Monday, October 17, 2005
I just have to mention this great thing that happened to me at work the other day. There's this old timer Chinese man who has been hanging around the same corner for the past 4 years or so, so you could say we've become acquaintances of sorts.
I've learned just enough Chinese to make him laff and respond in Chinese, and he has learned NO English, which is ok by me.
There are plenty of other people who want to chat it up for hours.
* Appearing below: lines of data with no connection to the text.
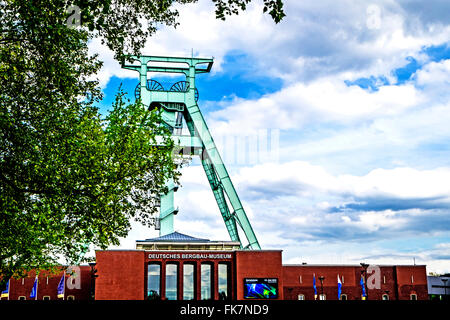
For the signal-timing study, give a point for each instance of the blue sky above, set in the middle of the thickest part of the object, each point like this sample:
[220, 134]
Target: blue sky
[360, 100]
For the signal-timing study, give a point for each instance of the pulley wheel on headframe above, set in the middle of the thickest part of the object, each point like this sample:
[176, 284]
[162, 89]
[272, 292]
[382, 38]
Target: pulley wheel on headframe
[152, 85]
[183, 86]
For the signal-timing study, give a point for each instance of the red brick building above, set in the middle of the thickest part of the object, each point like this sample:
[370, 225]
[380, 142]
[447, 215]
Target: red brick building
[179, 267]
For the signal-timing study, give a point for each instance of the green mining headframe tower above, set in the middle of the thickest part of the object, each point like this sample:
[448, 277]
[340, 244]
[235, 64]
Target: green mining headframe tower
[179, 102]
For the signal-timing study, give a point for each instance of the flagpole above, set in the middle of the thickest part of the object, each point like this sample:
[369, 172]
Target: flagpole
[64, 285]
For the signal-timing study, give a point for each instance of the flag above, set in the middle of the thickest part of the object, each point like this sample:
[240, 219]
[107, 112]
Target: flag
[5, 293]
[60, 290]
[314, 285]
[33, 293]
[361, 282]
[339, 288]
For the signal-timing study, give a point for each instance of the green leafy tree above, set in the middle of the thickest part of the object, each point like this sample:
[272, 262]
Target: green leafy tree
[68, 176]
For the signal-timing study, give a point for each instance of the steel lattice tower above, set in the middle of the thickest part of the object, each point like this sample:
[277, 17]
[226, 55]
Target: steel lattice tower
[179, 102]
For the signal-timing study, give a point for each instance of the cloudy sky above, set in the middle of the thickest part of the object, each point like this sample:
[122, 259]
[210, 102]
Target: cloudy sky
[352, 99]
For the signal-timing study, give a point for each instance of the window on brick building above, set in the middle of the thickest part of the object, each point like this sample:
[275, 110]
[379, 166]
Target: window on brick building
[154, 281]
[171, 281]
[188, 282]
[206, 281]
[224, 279]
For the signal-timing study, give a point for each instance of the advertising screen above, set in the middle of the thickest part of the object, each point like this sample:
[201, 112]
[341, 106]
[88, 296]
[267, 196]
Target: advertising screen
[261, 288]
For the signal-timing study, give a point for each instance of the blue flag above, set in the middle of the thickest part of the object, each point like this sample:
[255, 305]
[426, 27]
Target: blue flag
[363, 288]
[314, 285]
[5, 293]
[60, 290]
[339, 288]
[33, 293]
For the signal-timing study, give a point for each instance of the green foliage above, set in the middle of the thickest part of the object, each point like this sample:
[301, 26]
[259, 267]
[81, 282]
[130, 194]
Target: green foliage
[69, 177]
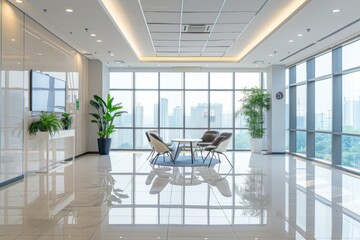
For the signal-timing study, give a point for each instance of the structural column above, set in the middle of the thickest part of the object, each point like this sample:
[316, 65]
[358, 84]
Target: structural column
[276, 115]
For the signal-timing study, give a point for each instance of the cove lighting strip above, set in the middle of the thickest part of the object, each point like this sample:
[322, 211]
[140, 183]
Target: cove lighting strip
[114, 9]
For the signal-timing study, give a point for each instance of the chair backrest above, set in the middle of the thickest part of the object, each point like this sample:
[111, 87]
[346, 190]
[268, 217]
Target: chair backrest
[210, 135]
[158, 144]
[224, 142]
[147, 133]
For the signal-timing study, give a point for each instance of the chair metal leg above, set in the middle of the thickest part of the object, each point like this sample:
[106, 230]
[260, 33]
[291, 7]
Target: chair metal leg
[172, 159]
[227, 159]
[212, 155]
[155, 158]
[206, 156]
[150, 155]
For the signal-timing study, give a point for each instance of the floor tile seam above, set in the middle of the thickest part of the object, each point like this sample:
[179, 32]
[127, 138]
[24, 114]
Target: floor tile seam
[168, 225]
[231, 225]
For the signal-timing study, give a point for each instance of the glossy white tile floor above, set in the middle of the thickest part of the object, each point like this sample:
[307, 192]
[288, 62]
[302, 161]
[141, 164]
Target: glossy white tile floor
[122, 197]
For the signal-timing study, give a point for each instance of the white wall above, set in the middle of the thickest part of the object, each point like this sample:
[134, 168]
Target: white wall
[98, 85]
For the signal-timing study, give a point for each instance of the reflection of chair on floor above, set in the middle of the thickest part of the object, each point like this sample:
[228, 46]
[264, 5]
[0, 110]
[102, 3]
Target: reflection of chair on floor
[219, 146]
[160, 147]
[161, 180]
[214, 179]
[184, 178]
[207, 138]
So he's always marveling at my legs, which are always exposed, from the knee down, and quite muscular and defined due to the incredible amount of stairs that I climb every day. He's astonished at their size. Marveling even, and I laugh, 'cause WHO would make mention of something like that?Maybe they're boner inducing, like I've heard someone once say, so I start pointing at my ring, mostly for MY benefit, to have a laugh at the old codger. As if to say 'settle down old man, I'm married, can't ya see?' So this has become a semi-regular occurrence, and the other day, dude points to a telephone pole, then to my legs. All the time laughing, and smiling. I decide NOT to point at his crotch and make the pinkie gesture.
So again, I'm just laughing it off and telling stories at work and on the internet.
I've learned a few naughty words in Chinese as well, and a couple of lewd gestures that might get across my actual feelings, but hey, I don't want to be a rude, boor. Plus, he might really get off on that, so I'm gonna leave it alone.
It's just ridiculous the things that I have heard people say over the years.
Somepeople are just truly clueless, or actual sociopaths enacting all their crap of anyone who happens to be within range.